= Inland Press Association =

American nonprofit organization

The Inland Press Association is a not-for-profit organization based in Des Plaines, Illinois with more than 1,000 daily and weekly newspaper members in all 50 U.S. states as well as Canada and Bermuda. Inland is owned by its member newspapers and operated by a volunteer board with a small professional staff in Des Plaines. Inland describes its principal mission as providing services to the performance of its member newspapers and to promote the newspaper industry at large.

== Products ==
Inland offers the only newspaper industry conferences designed specifically for family owners, for group executives, and for human resources professionals. Among Inland's live events is an annual New Business Development Conference centered on the theme of developing new newspaper revenue streams.

Inland also provides industry research that newspapers use to compare their performances to peers, to identify business opportunities, to monitor employee morale and efficiency and track cost and revenue trends across time.

In partnership with the consultancy Mather Economics LLC, Inland in 2014 launched Publisher Benchmarks, a newspaper performance benchmarking tool that builds upon its previous National Cost & Revenue Study. Publisher Benchmarks employs a Web-based dashboard providing customizable metrics and comparisons in newspaper-specific areas of operations.

Inland's researchers produce benchmarking studies for other newspaper uses. The confidential Newspaper Industry Compensation Survey benchmarks of pay and benefits across newspaper-specific employment categories. The Employee Engagement Study monitors workplace morale, with the intention of identifying possible festering issues beyond the obvious ones such as wages and benefits. The monthly Ad Revenue Opportunity Report provides benchmarks of ROP (run-of-the-paper), classified and preprint advertising linage.

Many of Inland's training and continuing industry education programs are operated through the affiliated Inland Press Foundation, a not-for-profit organization with a separate volunteer board of directors.

The daily and weekly newspapers in the association reach nearly 20 million U.S. homes. While member newspapers include large metro dailies such as Omaha World-Herald, Seattle Times, Atlanta Journal & Constitution, the bulk of its members are drawn from the ranks of medium-sized circulation newspapers. Many members are newspapers owned by families with roots in the business going back four or more generations. Inland serves these members with its Family Owners and Next Generation Leadership conferences, held twice a year in the fall in association with its Annual Meeting and in mid-winter with the Key Executives Mega-Conference, which Inland co-sponsors with the Southern Newspaper Publishers Association and the Local Media Association.

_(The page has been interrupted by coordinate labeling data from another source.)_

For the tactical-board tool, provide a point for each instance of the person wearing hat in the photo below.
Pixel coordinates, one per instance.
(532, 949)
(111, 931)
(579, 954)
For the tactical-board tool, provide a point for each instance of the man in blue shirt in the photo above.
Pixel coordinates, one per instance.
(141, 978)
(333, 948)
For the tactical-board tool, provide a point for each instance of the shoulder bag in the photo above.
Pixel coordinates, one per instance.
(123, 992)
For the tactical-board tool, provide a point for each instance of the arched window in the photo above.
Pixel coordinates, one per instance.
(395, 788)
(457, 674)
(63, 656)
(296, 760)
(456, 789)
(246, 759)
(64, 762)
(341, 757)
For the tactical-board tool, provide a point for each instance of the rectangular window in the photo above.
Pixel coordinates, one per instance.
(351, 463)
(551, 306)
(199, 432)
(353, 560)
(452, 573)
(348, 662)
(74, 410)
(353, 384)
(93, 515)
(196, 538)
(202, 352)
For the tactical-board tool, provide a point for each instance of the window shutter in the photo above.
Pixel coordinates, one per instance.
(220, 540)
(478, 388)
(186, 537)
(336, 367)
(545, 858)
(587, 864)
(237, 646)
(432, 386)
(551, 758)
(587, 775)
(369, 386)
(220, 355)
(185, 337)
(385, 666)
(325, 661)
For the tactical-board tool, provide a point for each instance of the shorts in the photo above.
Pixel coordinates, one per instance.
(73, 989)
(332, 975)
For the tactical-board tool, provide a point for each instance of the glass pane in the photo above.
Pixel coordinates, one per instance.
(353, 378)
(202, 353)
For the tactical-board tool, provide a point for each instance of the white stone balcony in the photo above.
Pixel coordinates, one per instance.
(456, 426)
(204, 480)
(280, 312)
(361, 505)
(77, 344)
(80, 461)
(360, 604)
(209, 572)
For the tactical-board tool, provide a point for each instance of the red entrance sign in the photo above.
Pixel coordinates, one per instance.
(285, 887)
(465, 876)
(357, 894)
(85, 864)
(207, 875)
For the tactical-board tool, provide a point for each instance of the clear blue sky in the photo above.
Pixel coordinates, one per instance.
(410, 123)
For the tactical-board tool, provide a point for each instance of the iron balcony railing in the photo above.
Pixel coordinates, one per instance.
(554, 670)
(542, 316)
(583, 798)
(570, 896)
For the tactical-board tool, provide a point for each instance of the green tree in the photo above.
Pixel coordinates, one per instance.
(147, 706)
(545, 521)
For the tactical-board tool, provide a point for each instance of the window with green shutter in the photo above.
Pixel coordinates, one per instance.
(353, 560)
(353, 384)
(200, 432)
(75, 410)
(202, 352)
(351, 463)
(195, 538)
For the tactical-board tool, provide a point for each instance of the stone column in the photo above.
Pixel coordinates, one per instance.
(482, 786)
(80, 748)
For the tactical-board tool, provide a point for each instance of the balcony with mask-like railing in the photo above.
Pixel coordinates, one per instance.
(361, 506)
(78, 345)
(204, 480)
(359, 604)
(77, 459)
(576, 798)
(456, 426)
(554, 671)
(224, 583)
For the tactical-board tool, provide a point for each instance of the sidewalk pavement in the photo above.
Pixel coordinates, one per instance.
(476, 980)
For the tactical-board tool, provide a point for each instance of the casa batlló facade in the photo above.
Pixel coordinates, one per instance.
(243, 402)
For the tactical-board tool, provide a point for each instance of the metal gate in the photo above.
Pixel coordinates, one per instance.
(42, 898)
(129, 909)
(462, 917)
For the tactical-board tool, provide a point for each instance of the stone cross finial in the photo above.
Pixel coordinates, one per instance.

Inland communicates with members and the newspaper industry at large through its monthly print newspaper, The Inlander, as well as its website and social media.

Its Foundation sponsors the Inland Fellowship Program, which pairs minority staffers at member newspapers with industry veterans in a three-year program that includes mentoring and participation in association conferences.

== History ==

The Inland Press Association first convened on May 7, 1885, in Chicago. The 19 publishers that first met at Chicago's Tremont House represented papers from Indiana, Illinois, Wisconsin, Michigan and Iowa.

Inland's founding in 1885 was motivated largely by the effect newsprint trusts were having on small newspaper publishers, who believed they could achieve better terms in an alliance. Three publishers, Robert Mann Woods of the Joliet Republic-Sun, E.A. Nattinger of the Ottawa Times and John W. Fornof of the Streator Free Press, called the first meeting. Many of the original members still retain Inland membership. One original family, the Bliss family in Janesville, Wisconsin, still participates actively in Inland.

Inland's research services developed during the early 20th century. The first cost and revenue study was conducted in 1920, though its roots date back to surveys dated around 1911. The precursor of the Newspaper Industry Compensation Survey, which was replaced by Publisher Benchmarks in 2014, was established in 1930. The first advertising linage reports were done in 1931.

For 2015, Inland Press Association's president is Cheryl Dell, publisher of the Sacramento Bee, and its president-elect is Mike Gugliotto, president and CEO of Seattle-based Pioneer News Group. Its executive director is Tom Slaughter.